Figure 1: Shows a graph of 12 data sets each with 15 transitional data sets. The mean, variance, and correlations of X and Y are held constant throughout the sets and transitions.

Data Source

I generated the data myself using Mobilefish's upload photo and record clicks webapp. The source images are from images I found online.

The only slight trick to using the data generated by Mobilefish was that the y cooridates are typically tracked from the top of the page with software, yet most statistical graphing software plots with y starting from the bottom of the graph.

Raw Images

The raw data when plotted look like their source material..

New Images: Force Cor(X,Y)=0

When we force the correlation of X and Y to be zero certain point distributions become distorted.

For Bart and the Cat forcing cor(X,Y) has noticable distortions while for the flower minimal distortions seem to have been introduced.

New Images: Force Cor(X,Y)<>0

It gets even worse when we impose a constant correlation between X and Y. The following shows the distortions to the flower when we change b1, keeping Cor(X,Y) constant and fixing the Y plot limits.
Figure 8: Shows the effect on Var(Y) that changing b1, when all other factors are held constant.

Slight changes to the Anscombe-Generator Code

In order to generate graphs that had cor(X,Y)=0 I had to modify my previous code to allow variation in Y that was completely independent of X. The problem with my code was that if b1=1, my calculation used SSE = (b1^2 * var(X))*n in order to infer how large the variation in u needed to be (varianceu = (SSE/corXY^2 - SSE)/n). This backwards inference does not work if b1=0.

So, just for the special case of corXY=0 I have included an additional error term E which is helpful in the even that b1=0.


The thought of use points to make recognizable images had not occurred to me until I viewed Justin Matejka and George Fitzmaurice's Datasaurus work.

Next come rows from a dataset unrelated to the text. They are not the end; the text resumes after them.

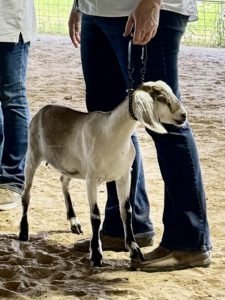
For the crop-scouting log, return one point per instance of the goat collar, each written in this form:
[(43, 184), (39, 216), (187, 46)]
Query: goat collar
[(130, 98)]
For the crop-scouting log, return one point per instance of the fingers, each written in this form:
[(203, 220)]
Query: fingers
[(142, 37), (129, 26)]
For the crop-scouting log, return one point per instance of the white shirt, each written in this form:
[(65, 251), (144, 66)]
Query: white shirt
[(119, 8), (17, 16)]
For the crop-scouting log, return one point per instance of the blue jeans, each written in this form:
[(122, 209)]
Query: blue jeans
[(14, 114), (104, 60)]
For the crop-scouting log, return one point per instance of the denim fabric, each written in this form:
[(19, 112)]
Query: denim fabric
[(14, 114), (104, 71), (104, 59)]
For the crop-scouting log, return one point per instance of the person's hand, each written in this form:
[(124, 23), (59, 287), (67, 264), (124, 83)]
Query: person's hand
[(144, 20), (74, 27)]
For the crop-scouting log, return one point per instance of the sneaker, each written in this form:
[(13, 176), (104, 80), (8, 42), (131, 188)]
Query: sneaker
[(163, 259), (111, 243), (9, 199)]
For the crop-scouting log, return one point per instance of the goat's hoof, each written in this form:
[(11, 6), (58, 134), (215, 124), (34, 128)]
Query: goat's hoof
[(136, 254), (23, 237), (96, 263), (76, 229)]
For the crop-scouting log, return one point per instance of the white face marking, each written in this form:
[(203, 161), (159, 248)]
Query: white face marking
[(94, 216)]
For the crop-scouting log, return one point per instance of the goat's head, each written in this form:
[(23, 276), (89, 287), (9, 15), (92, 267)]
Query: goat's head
[(154, 103)]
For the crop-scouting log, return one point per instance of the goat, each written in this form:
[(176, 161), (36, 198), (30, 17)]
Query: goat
[(97, 147)]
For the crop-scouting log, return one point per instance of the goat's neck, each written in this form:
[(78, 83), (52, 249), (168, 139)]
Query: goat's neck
[(121, 122)]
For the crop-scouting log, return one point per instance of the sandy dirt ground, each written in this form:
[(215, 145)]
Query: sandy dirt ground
[(47, 267)]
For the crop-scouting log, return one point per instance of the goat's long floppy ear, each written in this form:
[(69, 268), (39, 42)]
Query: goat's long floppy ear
[(144, 110)]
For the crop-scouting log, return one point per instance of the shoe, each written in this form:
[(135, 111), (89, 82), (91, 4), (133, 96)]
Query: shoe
[(9, 199), (163, 259), (111, 243)]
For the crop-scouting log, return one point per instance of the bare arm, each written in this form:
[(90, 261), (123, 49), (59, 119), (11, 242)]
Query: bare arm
[(74, 27), (144, 20)]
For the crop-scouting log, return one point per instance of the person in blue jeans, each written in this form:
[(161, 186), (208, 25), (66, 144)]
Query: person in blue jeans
[(104, 38), (17, 29)]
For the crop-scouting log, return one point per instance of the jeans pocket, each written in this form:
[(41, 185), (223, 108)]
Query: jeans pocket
[(173, 20)]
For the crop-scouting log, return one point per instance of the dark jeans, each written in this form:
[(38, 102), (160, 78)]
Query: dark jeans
[(104, 59), (14, 114)]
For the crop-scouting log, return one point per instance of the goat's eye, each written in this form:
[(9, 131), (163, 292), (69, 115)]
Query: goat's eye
[(162, 98)]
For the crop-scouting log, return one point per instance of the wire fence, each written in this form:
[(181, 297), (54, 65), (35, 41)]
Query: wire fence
[(209, 30)]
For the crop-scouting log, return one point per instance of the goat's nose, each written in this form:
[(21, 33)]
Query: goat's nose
[(183, 115)]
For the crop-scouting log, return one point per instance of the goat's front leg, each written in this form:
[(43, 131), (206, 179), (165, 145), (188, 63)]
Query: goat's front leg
[(123, 191), (95, 243), (71, 216)]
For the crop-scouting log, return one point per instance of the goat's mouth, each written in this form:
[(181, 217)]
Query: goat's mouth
[(179, 122)]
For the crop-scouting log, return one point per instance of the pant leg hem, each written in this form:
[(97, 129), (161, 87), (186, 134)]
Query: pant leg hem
[(11, 188)]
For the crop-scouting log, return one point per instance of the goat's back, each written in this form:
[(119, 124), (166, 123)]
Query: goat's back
[(51, 128)]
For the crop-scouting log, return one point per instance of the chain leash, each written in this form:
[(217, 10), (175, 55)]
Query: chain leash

I hope that in making a slightly more efficient distribution manipulator I will allow new and better datasets to be generated which will help students understand the importance of graphical exploration of their data.

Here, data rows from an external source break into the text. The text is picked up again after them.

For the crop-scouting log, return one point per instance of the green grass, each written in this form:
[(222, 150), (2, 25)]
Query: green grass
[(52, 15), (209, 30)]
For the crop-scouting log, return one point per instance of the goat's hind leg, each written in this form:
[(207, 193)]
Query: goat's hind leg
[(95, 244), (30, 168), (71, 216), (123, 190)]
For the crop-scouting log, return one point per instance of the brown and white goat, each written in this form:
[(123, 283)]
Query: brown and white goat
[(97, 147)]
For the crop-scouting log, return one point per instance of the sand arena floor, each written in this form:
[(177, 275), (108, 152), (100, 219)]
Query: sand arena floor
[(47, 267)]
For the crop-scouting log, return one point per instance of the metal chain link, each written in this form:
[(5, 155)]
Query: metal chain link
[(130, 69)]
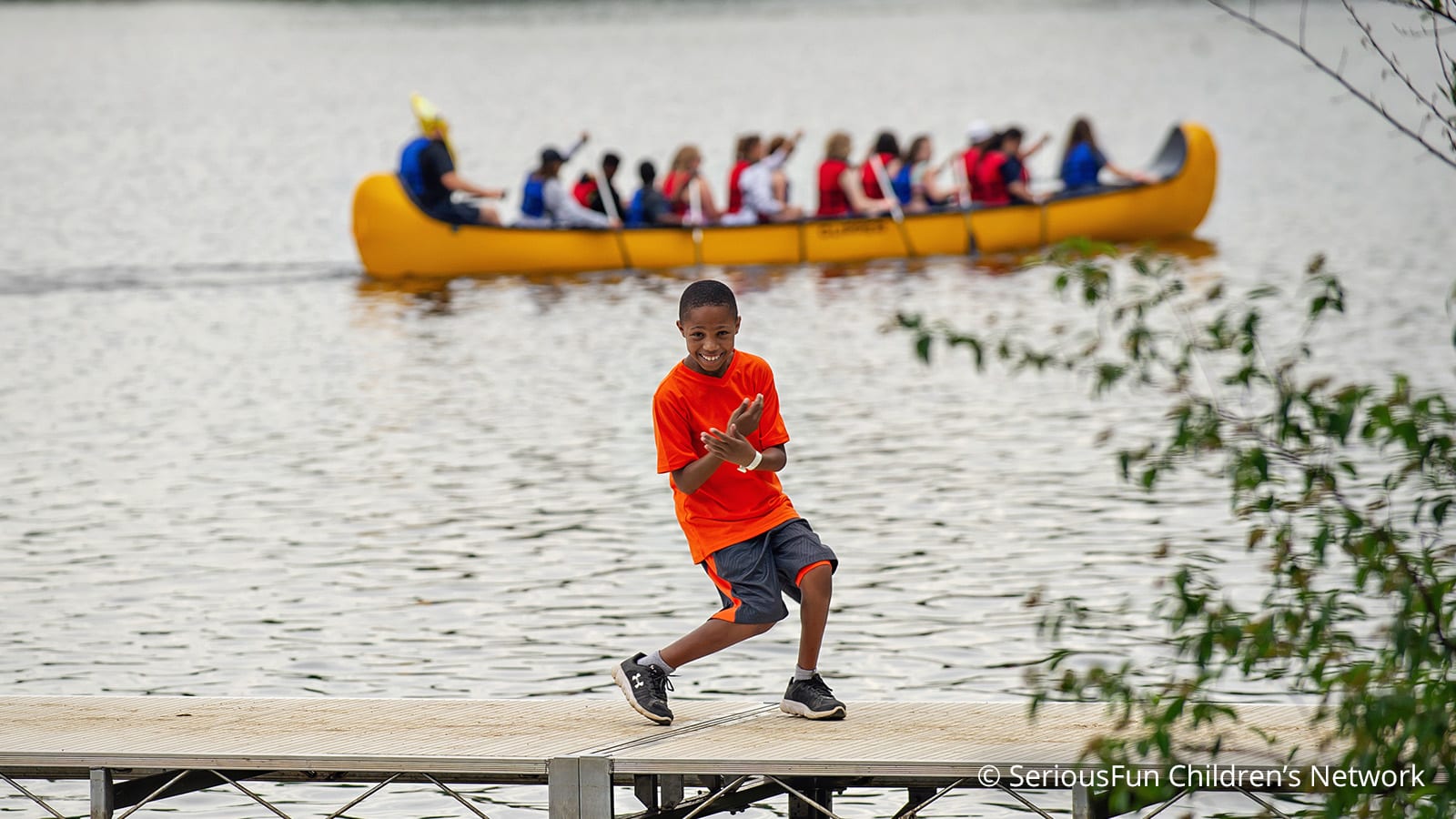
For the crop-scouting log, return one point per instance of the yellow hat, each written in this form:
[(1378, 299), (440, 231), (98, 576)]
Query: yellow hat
[(429, 116)]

My code as well as the slight change to Anscombe's code can be found here. The standarized data sets can be found here. They are the ones that end with std.csv

Tuesday, March 19, 2019

The importance of Graphing Your Data - Anscombe's Clever Quartet!

Francis Anscombe's seminal paper on "Graphs in Statistical" analysis (American Statistician, 1973) effectively makes the case that looking at summary statistics of data is insufficient to identify the relationship between variables. He demonstrates this by generating four different data sets (Anscombe's quartet) which have nearly identical summary statistics. His data have the same mean and variance for x and y, same correlations between x and y, and same regression coefficients on the linear projection of x on y. (There are certainly additional summary statistics less widely reported such as kurtosis or least absolute deviations/median regression which were not reported which would have indicated differences between the data.) Yet even with these differences, without graphing the data, any analysis would likely be missing the mark.

I found myself easily convinced by the strength of his arguments yet also curious as to how he produced the sample data that fit his statistical argument so perfectly. Given that he had only 11 points of data, I am drawn to think he played around with the data by hand till it fit his needs. This is suggested by the lack of precision on the statistics of the generated data (Anscombe's quartet).

If he could do it by hand, I should be able to do it through algorithm!

The benefits of having such an algorithm would be that I generate an arbitrary number of datasets and data that exactly fit specific sample parameters. I tried a few different methods of producing the data that I wanted.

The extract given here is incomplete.